Ferociously executed and deliciously, faultlessly synchronised, David Greig’s revision of Aeschylus’s play, The Suppliant Women is in the spirit of the community-based original.
Greig’s reworking of the text has been championed by community choruses in Edinburgh, Belfast, Newcastle and Dublin and now takes pride of place in London’s Young Vic theatre.
It charts the journey of fifty women, daughters of Danaos, from Egypt to Greece fleeing forced marriage with their cousins, the “unholy sons of King Aegyptos”.
The Suppliant Women presents the female condition in flight, navigating Diasporic identities under a strict patriarchal thumb. In keeping with Ancient Greek performance, the evening is prefaced by an announcement from a civic official; Conservative MP John Glen, parliamentary under-secretary for Arts, Heritage and Culture.
Glen recites the names of the play’s sponsors, marking government subsidisation of the arts through percentages of ticket prices. Glen conducts a libation, pouring a bottle of red wine along the porous grey stone of the open stage, squawking “in the name of Dionysses, god of wine, rejoice!”
I find the inclusion of a true-to-life politician here intriguing. When theatre is so often a place to evade reality, Glen injects realism and reminds the audience of their benevolent rulers and the cultural allocation of their taxes.
Women are at the heart of this play, and the chorus rightfully take centre stage. It is a patchwork flurry of multi-coloured women, all residents of Southwark- having trained for the play since September under the direction of Ramin Gray, choreographer Sasha Milavic Davies and vocal leader Mary King.
The chorus of women largely operate as one body, only splitting off to individual voices in times of crisis, Gemma May giving a highly commendable performance as chorus leader.
The use of incense, candles, torches, flapping scarves and confetti all invite a high sensory engagement.
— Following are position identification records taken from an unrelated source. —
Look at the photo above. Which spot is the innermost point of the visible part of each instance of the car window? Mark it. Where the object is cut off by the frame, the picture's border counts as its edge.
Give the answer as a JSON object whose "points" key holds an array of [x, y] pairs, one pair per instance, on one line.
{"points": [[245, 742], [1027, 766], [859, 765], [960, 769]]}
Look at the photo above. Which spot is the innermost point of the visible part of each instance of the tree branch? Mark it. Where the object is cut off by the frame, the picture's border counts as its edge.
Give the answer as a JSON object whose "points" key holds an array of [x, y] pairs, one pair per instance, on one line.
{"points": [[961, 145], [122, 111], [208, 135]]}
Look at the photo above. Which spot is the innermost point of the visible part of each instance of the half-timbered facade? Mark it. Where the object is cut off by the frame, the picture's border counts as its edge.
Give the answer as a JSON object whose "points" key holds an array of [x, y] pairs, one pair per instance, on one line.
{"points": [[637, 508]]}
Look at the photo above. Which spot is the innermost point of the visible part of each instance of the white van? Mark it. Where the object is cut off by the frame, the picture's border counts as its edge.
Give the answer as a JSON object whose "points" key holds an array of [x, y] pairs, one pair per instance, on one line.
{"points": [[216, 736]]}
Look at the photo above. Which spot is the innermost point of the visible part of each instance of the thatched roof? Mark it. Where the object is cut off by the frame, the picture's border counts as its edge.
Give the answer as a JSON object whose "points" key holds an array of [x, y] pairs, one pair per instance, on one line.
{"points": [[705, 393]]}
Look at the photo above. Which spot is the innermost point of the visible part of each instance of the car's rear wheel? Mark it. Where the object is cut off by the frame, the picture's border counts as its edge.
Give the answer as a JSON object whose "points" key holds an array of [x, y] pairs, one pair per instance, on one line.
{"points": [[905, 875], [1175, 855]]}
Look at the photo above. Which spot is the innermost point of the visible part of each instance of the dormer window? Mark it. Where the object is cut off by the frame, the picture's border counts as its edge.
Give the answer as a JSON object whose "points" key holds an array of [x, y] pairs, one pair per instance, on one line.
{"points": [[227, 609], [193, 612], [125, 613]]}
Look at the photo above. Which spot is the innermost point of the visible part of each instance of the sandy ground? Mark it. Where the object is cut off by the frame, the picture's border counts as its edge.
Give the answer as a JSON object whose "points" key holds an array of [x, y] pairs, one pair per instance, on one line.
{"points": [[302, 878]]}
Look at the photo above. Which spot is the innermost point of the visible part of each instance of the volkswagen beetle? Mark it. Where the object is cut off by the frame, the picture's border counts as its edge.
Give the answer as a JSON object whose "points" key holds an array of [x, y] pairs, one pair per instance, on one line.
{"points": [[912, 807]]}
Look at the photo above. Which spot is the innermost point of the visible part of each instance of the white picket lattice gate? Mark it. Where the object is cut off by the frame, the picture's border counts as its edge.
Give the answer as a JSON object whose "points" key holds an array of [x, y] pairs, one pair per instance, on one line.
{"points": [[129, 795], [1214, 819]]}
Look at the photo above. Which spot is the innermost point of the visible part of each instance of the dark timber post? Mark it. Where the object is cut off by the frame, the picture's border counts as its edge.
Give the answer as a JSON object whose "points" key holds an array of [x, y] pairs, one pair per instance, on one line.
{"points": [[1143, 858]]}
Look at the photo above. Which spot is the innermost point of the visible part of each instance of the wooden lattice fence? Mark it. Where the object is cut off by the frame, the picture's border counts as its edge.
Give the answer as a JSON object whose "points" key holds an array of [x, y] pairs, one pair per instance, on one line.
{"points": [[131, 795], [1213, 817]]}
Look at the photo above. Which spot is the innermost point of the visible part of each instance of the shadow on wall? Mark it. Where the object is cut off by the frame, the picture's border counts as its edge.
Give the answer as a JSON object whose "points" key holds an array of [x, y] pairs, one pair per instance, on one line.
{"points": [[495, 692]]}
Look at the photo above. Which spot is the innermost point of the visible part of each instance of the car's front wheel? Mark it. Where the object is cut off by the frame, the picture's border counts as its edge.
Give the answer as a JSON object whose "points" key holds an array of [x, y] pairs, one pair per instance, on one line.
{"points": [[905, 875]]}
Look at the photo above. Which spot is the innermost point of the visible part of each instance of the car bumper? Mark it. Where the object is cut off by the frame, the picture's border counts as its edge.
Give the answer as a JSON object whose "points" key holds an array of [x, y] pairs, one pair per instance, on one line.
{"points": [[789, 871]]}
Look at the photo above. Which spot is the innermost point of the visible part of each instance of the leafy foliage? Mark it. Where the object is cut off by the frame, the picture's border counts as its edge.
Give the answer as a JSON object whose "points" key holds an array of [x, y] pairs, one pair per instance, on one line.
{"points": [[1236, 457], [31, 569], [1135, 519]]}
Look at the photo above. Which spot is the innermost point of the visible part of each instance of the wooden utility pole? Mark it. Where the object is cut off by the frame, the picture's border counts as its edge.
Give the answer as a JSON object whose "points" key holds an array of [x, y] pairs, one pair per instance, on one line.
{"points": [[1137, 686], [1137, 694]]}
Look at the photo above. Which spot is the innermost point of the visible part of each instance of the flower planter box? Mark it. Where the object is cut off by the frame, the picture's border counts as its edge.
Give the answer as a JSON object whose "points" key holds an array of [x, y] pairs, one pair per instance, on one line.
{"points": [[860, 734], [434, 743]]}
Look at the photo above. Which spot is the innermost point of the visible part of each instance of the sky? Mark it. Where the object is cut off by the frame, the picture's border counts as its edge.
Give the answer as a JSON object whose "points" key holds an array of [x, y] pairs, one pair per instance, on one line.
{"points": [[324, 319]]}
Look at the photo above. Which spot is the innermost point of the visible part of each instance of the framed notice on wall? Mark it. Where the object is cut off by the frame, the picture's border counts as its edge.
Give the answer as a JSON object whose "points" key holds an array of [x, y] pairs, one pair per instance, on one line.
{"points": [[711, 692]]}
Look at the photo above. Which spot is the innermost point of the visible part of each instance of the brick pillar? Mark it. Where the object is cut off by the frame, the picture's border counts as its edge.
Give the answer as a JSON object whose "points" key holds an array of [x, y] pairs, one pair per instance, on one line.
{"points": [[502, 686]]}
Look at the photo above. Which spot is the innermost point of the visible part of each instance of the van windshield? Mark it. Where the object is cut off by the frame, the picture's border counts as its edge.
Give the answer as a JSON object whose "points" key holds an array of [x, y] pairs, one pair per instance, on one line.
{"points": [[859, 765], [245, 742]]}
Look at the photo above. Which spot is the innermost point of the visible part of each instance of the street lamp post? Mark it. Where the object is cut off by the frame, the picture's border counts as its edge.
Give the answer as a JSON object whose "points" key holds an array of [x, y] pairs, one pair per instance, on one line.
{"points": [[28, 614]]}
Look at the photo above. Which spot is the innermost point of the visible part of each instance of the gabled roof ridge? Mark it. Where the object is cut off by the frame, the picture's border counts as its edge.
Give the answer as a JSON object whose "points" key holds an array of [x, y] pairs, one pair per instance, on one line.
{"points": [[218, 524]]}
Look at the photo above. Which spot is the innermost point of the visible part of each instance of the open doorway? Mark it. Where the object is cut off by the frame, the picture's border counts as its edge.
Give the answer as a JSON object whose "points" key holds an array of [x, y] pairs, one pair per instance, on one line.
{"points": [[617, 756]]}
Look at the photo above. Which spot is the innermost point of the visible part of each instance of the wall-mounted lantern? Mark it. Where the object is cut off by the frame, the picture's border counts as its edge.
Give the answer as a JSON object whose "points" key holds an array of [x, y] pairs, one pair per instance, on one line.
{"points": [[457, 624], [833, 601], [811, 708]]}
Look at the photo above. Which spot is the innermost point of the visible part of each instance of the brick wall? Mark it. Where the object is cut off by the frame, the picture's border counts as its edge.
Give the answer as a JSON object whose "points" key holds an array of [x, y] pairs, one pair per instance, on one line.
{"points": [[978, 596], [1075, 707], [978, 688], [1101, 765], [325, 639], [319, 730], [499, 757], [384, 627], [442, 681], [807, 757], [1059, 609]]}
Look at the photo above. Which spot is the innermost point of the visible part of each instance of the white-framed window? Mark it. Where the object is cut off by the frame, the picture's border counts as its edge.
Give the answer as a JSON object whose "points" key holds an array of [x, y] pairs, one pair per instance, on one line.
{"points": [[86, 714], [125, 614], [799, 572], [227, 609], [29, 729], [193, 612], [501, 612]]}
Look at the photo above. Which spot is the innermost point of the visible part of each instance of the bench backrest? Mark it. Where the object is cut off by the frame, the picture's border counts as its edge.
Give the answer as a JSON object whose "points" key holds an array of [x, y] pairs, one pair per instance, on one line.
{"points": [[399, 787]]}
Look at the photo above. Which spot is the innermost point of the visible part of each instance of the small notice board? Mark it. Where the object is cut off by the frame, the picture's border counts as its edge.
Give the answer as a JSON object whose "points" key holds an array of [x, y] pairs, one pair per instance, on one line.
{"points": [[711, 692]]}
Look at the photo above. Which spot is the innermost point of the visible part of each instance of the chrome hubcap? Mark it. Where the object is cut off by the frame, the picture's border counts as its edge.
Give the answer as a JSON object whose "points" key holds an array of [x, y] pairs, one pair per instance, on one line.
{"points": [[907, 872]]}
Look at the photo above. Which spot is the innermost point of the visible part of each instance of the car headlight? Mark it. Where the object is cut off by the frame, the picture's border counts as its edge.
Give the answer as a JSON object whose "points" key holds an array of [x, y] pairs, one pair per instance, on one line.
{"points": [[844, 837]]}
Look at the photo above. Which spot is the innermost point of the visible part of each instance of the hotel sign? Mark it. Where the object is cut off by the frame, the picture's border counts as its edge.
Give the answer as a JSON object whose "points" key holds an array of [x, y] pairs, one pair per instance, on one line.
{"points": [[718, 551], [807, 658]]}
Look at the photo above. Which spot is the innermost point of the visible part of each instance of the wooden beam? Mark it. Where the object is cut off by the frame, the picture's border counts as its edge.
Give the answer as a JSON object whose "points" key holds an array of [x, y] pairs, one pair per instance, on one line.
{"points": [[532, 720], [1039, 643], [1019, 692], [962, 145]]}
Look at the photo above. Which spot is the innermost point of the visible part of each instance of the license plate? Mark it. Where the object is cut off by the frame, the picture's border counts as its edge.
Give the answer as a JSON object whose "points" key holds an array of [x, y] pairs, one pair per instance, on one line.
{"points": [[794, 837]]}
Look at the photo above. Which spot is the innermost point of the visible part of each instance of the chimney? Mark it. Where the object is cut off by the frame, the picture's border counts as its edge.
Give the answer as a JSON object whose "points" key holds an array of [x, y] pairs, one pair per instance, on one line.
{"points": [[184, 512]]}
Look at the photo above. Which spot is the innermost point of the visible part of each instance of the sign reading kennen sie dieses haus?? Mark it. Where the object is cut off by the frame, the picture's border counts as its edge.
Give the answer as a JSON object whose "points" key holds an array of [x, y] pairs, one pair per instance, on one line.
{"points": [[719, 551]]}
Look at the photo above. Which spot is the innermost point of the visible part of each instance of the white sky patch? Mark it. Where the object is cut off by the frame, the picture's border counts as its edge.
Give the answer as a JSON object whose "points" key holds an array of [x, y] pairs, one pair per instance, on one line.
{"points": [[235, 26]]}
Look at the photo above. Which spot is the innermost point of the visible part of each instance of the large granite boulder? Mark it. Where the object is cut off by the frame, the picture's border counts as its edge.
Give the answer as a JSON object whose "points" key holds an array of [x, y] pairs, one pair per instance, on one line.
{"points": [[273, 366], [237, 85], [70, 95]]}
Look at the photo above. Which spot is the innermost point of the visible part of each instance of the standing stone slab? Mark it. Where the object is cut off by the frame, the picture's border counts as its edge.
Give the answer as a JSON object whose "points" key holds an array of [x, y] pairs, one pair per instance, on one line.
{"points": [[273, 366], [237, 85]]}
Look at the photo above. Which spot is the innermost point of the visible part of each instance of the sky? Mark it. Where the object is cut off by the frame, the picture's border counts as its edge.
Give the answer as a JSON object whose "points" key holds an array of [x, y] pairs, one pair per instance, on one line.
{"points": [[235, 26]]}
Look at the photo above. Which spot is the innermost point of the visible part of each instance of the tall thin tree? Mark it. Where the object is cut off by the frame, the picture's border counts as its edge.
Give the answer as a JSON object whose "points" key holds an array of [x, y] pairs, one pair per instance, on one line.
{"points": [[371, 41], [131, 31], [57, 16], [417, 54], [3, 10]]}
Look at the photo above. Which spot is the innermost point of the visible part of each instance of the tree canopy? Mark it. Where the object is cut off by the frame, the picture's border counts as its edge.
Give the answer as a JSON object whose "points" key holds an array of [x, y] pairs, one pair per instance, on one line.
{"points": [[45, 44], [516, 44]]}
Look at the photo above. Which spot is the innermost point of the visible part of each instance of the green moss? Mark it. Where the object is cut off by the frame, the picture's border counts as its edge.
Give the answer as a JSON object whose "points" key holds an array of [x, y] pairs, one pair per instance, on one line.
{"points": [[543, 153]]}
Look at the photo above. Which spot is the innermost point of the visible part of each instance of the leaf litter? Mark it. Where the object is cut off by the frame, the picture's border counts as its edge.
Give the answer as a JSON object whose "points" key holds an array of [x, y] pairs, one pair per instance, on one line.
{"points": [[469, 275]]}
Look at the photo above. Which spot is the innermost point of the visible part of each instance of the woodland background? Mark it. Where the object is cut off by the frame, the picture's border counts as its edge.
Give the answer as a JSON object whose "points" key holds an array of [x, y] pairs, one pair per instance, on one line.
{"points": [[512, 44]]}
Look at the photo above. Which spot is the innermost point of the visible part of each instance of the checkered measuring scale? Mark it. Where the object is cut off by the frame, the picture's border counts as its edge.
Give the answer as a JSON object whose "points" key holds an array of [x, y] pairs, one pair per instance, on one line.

Live percussion and woodwind accompanies Greig’s rhythmically loaded language, reminiscent of Kate Tempest’s metered delivery, albeit en-masse.
The women brandish suppliant branches threaded with white fabric which they use to simulate the motion of their journey by sea, swing over their heads and lay down as offerings to their recipients. The women are plagued by the violence of men, their attractive youth and their vulnerability as asylum seekers, crying “the worries of women as exiles are endless”.
This speaks of a universal female condition; their only bargaining chip in the kingdom of men being the threat of self-destruction through suicide, cursing the city of Argos.
This is a play that ruminates on human migration and attitudes towards migrants, transcending the historicity of the original; “if you’re a migrant the people will talk”.
“Equal power to all Women” is the triumphant closing war-cry. It is eternally relevant.